Here are 7 vital steps that you should take to ensure that you never again lose your way in a presentation.
1. Have a very clear objective. You know why you’re doing the presentation, you need to ensure that the audience does too. Tell them that at the beginning. It’s called “The Introduction” and that’s what it’s for.
2. Create a simple structure. All the points you’re going to make should lead into your central message which supports your objective. Make sure this is stated clearly in the body of your presentation. Then make sure you repeat the main message at the end and tell the audience very clearly what the next steps are. That’s the conclusion.
3. Schedule a question time. This allows you to fill in areas that were of interest to your audience that you may not have thought of covering. It also gives you a buffer in case you’re running early or late. If you’re running early, extend question time. If you’re running late, shorten it or don’t have it at all. In the latter event, the fact that it was scheduled in the first place probably saved you.

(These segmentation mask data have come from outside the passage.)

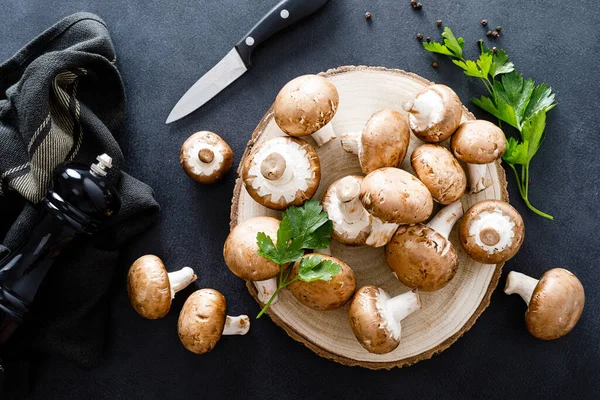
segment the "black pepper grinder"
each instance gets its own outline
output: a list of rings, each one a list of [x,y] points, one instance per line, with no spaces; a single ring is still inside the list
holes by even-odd
[[[40,204],[29,240],[0,261],[0,344],[25,321],[52,263],[76,236],[93,234],[119,211],[121,200],[106,178],[112,159],[87,167],[65,163],[54,170],[53,187]]]

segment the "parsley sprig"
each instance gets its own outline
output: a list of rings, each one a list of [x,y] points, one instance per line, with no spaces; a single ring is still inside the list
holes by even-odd
[[[500,127],[504,122],[519,131],[520,138],[508,138],[502,159],[513,170],[527,207],[544,218],[554,219],[529,202],[529,165],[544,141],[546,113],[556,105],[552,89],[545,83],[536,86],[531,78],[524,79],[503,50],[494,53],[482,43],[479,58],[468,60],[463,56],[463,38],[456,38],[448,27],[444,28],[442,37],[442,43],[424,42],[423,47],[451,57],[466,75],[483,82],[489,97],[476,97],[471,101],[498,118]]]
[[[324,260],[320,255],[302,257],[304,250],[327,248],[332,233],[333,223],[329,220],[327,212],[323,211],[323,207],[317,200],[310,200],[302,207],[290,207],[283,213],[277,231],[277,244],[264,232],[256,235],[258,254],[281,265],[277,290],[256,318],[260,318],[281,289],[292,282],[328,281],[340,272],[342,267],[339,264]],[[290,278],[293,263],[298,260],[301,260],[298,274]]]

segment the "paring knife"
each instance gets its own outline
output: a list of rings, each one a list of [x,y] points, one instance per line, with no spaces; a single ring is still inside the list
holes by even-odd
[[[283,0],[271,9],[210,71],[188,89],[167,117],[167,124],[185,117],[215,97],[252,65],[252,53],[262,42],[313,14],[329,0]]]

4. Cut the clutter. The less information you have on your slides, the better your audience eye contact and the more your audience will look at you. The less slides you have the lesser the chance of rushing, and the more opportunity you have to discuss each main point in a relaxed manner. You also have more flexibility in your presentation and can include a question time, thus creating audience interaction. If you already have one planned, it allows you to extend it if necessary.
5. Use cue cards. No, not a wad of A5 notes – but rather between 3 and 7 neat little index cards. Write your main points on them – big, clear and in lower case. Then number them. Then use them when you rehearse, and have them handy in case you need them on the day. If you’ve rehearsed with your cue cards until you are comfortable using them, you minimize your chances of getting lost. You can also use them to introduce your next slide. Very professional.
6. Rehearse in advance. If you haven’t gone through your presentation a few times in advance, you can’t fix what doesn’t work. You’re also going to be unfamiliar with the presentation flow. That means that you’ll be relying completely on your slides to lead the way. The audience will know it, you’ll know it, and it will be bad. If you practice your presentation 2-3 times prior to going live, you drastically reduce any chance of losing your way.
7. Back Yourself. Why should you be afraid of losing your way if you know what you’re going to be speaking about? Usually you get asked to present on your topic of expertise, so the subject matter is usually not the issue. If you’ve structured it properly and rehearsed as suggested above, all that remains is for you to put on your confidence hat and stride up to the podium with a smile. After all, you’re prepared, and you’re the expert.
Losing your way in a presentation is not a reflection of your ability to present or a lack of product knowledge. It’s almost always as a result of inadequate preparation, planning and rehearsal.
So now you can dump that little fear in the bin where it belongs, because it ain’t gonna happen to you no more!